Personal information
- Born: 11 May 1842 Barnsley, Yorkshire
- Died: 17 May 1921 (aged 79) Southend-on-Sea, Essex
- Batting: Right-handed

Domestic team information
- 1877: Derbyshire
- FC debut: 21 May 1877 Derbyshire v Lancashire
- Last FC: 18 June 1877 Derbyshire v Kent

Career statistics
| Competition | First-class |
| Matches | 5 |
| Runs scored | 90 |
| Batting average | 9.00 |
| 100s/50s | 0/0 |
| Top score | 22 |
| Catches/stumpings | 1/– |
- Source: CricketArchive, 20 January 2011

= Charles Regan =

English cricketer

Charles Regan (11 May 1842 - 17 May 1921) was an English cricketer who played for Derbyshire in 1877.

Regan was born in Barnsley and became a brewer's traveller. Between 1873 and 1881 he was living variously in Romford, Essex, Barnsley and Croydon, Surrey.
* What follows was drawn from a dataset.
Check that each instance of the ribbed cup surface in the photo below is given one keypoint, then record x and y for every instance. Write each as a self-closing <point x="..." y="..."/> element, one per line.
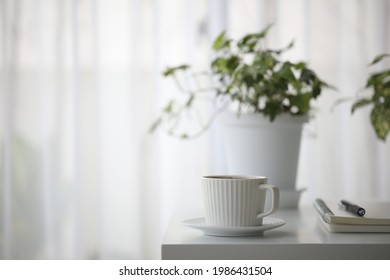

Regan made his debut for Derbyshire in the 1877 season in May against Lancashire when he made his top score of 22. He played in the next four matches for the county until the middle of June. He batted in the upper-middle order throughout his short spell at the club.

Regan was a right-handed batsman who played 10 innings in 5 first-class matches with an average of 9.00 and a top score of 22. In 1884, he appeared for Essex against Surrey in a match without status.

Regan died in Southend-on-Sea at the age of 79.